初代王の太祖(テジョ)の五男だった芳遠(バンウォン)は、1400年に3代王・太宗(テジョン)として即位した。彼は、骨肉の争いを経て王になったので、自分の息子たちも世子(セジャ)の座をめぐり争うのではないかという不安を抱くようになった。
兄の決心
太宗は王族が私兵を持つことを固く禁止した。また、彼は素早く長男の譲寧(ヤンニョン)を世子に指名した。
太宗は世子を指名するだけではなく、早い段階で王位までも譲ろうとした。しかし、問題があった。太宗は長男の譲寧や二男の孝寧(ヒョニョン)よりも、三男の忠寧(チュンニョン)に王の資質を見出していたのだ。思慮深かった譲寧は、父のそうした考えをすぐに理解した。
しかし、一度世子に指名された以上、簡単にはその資格を捨てることはできない。悲痛な決意を秘めた譲寧は、捨て身の策を講じた。彼は無能な男のふりを始めたのだ。

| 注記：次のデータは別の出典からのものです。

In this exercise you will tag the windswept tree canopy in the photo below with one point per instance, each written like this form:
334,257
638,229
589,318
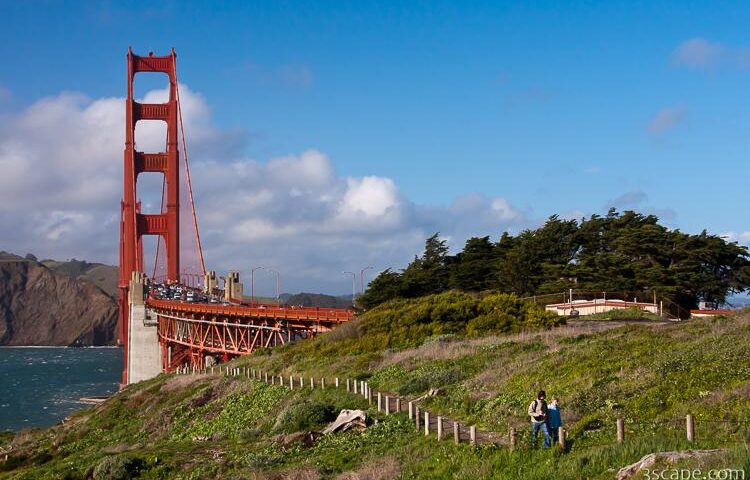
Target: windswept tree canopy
625,251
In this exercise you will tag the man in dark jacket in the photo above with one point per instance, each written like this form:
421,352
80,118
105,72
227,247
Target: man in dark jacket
538,413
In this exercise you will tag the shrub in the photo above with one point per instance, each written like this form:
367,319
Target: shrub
116,467
304,416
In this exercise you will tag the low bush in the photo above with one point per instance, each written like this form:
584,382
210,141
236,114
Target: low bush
304,416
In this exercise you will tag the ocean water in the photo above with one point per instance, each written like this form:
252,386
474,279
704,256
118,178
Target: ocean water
39,386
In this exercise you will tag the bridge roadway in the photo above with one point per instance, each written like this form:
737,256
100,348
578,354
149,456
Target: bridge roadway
199,334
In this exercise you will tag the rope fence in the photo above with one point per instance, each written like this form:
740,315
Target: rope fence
442,428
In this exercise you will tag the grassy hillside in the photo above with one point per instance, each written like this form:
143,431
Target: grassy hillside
217,427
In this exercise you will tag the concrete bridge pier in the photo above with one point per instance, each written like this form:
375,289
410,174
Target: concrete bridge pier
144,352
233,289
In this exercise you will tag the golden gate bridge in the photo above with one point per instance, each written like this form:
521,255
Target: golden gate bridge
164,334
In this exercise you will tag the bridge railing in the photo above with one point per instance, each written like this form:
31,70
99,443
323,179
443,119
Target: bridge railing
334,315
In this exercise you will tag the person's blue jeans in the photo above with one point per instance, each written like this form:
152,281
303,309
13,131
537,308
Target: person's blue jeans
535,428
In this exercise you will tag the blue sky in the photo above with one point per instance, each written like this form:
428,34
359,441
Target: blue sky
553,107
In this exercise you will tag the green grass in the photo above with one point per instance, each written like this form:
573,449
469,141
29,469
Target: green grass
631,313
214,427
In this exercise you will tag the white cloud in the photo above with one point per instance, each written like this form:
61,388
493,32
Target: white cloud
698,53
61,185
702,54
665,120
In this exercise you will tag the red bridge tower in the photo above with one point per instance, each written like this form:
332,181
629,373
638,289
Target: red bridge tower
134,224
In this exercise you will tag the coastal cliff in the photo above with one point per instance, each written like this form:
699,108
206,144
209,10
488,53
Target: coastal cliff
42,306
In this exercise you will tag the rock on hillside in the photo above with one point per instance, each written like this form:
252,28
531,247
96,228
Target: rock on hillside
39,306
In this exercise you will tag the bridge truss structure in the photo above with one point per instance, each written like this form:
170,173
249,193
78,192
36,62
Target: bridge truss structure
190,334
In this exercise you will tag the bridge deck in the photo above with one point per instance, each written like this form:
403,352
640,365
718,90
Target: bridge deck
190,333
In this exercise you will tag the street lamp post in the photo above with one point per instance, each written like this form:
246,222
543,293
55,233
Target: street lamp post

譲寧は王宮をこっそりと抜け出しては、身分の低い者をお供に酒や女に溺れるようになった。譲寧のそうした放蕩ぶりは宮中でも批判のまとだった。太宗は譲寧を何度も叱りつけたが、一向に態度を改めないことで我慢の限界を迎えた。
「譲寧は王になる器ではない。奴から世子の資格を剥奪する」
こうして、太宗は世子選定を改めた。厳しい決断に宮中が動揺する中、二男の孝寧は次に世子になるのは自分だと思い、これまで以上に勉強に没頭した。
誰もが孝寧が次の世子になると確信していたある晩、夜通し本を読む孝寧の前に譲寧が姿を見せた。そこには無能と噂される面影はどこにもなく、真剣な表情を浮かべる兄の姿があった。譲寧は弟に向かい申し訳なさそうに、「父上が本当に王にしたいのは忠寧」と呟いた。
孝寧はその言葉の意味をすぐに理解し、兄の真意を知った。譲寧の思いに触れた孝寧は、自ら王位を辞退した。
1418年、忠寧は2人の兄の思いやりのもと世子に指名されたが、これには多くの批判が起こった。臣下たちは「兄が健在なのに弟が王になるのは間違っている」と声を荒げた。
譲寧と孝寧は、これ以上宮中にいるのは忠寧の邪魔になると感じていた。譲寧は1人静かに旅に出て、孝寧は頭を丸め仏門に入った。
忠寧は後継者に指名された2か月後、4代王・世宗(セジョン)として即位した。彼は後に「最高の名君」と称された。